Sen. John Cornyn, R-Tx., who currently finds himself in an unusually competitive race against Democratic opponent MJ Hegar, previously falsely represented himself as a graduate of Oxford University in England in the run-up to his successful election to the Texas Supreme Court, press and public records show.
In the eight months before Cornyn's 1990 election to the state's highest court, seven Texas publications, including regional standard-bearers such as the Austin-American Statesman and the Houston Chronicle, published 10 profiles claiming that Cornyn had "graduated" from "the Judicial Studies Program" at Oxford.
The profiles, archived versions of which were reviewed by Salon, ran from February until days before the election in November, with headlines like "Judge Promises 'Restoration of Integrity'" and "Cornyn's Record Makes Him Choice for Supreme Court." The latter article concluded by mentioning the Oxford program.
However, during his campaign for attorney general of Texas eight years later, Cornyn repeatedly attacked Republican rival Barry Williamson for padding his resume "just like Lena Guerrero did" — a reference to a Texas Democrat who two years prior lost a race for state office to Williamson after it was revealed that she had lied about having a college diploma.
"It's a question of inflating his resume to give the false impression that he has more judicial experience than he actually has," Cornyn told the Austin-American Statesman at the time.
The Oxford claim misrepresents Cornyn's qualifications, and though its origins are unclear, went uncorrected by Cornyn for the duration of the campaign, leaving voters with the impression that he passed through one of the most prestigious institutions in the world. In reality, Cornyn earned his highest degree from the School of Law at St. Mary's University in San Antonio in 1977 — a Juris Doctor.
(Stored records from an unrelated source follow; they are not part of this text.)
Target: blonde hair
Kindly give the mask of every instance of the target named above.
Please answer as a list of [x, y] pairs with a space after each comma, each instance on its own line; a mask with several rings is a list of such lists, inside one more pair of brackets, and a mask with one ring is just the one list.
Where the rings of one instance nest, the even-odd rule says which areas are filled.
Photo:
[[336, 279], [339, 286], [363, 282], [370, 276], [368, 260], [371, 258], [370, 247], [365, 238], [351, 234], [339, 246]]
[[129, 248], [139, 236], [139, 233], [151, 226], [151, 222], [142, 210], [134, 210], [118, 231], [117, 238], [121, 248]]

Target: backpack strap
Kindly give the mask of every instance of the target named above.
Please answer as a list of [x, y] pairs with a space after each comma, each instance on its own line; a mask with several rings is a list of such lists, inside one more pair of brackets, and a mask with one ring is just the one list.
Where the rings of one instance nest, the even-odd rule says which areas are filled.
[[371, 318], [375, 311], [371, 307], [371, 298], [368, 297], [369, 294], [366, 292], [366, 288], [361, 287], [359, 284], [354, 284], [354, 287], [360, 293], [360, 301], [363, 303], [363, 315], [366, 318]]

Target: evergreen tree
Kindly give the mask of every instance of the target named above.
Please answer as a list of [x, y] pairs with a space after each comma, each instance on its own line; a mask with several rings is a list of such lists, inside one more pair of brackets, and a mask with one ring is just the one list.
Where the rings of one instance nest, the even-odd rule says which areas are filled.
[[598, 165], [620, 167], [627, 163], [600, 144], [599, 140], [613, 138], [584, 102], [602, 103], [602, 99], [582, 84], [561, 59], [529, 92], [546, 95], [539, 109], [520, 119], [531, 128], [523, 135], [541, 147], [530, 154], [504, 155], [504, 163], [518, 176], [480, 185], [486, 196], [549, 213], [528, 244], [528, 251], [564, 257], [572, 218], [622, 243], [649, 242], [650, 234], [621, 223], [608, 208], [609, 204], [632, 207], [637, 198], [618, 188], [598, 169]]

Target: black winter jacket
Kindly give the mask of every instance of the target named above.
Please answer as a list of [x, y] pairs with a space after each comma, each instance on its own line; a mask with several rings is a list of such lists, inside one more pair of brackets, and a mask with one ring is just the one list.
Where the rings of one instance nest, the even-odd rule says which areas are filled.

White House press secretary Kayleigh McEnany erroneously claimed last month that then-Supreme Court nominee Amy Coney Barrett was a Rhodes scholar at Oxford, when she had actually attended Rhodes College in Memphis, Tenn.
A 2020 freedom of information request to Oxford University reviewed by Salon returned no record of Cornyn graduating from or attending a regular or continuing studies program offered through the school. The university's Faculty of Law had no record of a Judicial Studies Program at all.
"The Degree Conferrals Office and Department of Continuing Education have been unable to find any record of a John Cornyn with a date of birth of 2 February 1952," the institution wrote. "The Faculty of Law is unable to confirm the existence of a Judicial Studies programme."
It appears that the claim stems from a two-week seminar jointly hosted by the National Judicial College at the University of Nevada, Reno and Florida State University Law School, which Cornyn attended in 1988, two years before his state Supreme Court run.
The advanced seminar, titled "Anglo-American Jurisprudence," was held on the Wadham College campus in Oxford. While prestigious, the seminar was not affiliated academically with the university. Oxford faculty helped lead the program, along with faculty and judges from elsewhere in England and the U.S.
The program contrasted approaches taken by American and British jurists and included visits to historic sites, such as the Old Bailey criminal court and Grendon Underwood prison, according to university records. A Texas judge in Galveston County attended the same course.
Profiles from the 1990 race also included the unsubstantiated claim that Cornyn had graduated "top of his class" at St. Mary's University School of Law. As with Oxford, this claim does not seem to appear in the public record beyond Coryn's 1990 state Supreme Court run. The school would only confirm that Cornyn had graduated in 1977.
Neither claim appears in the biography on Cornyn's Senate website. However, Cornyn's misrepresentation of academic settings has apparently followed him into his 2020 campaign: In August, he ran an ad touting his commitment to safely reopening schools in the Lone Star state, which used stock footage of a classroom halfway around the world in Estonia. Unlike in Texas, COVID-19 was scarce in the European country at the time.
The Cornyn campaign did not reply to Salon's request for comment.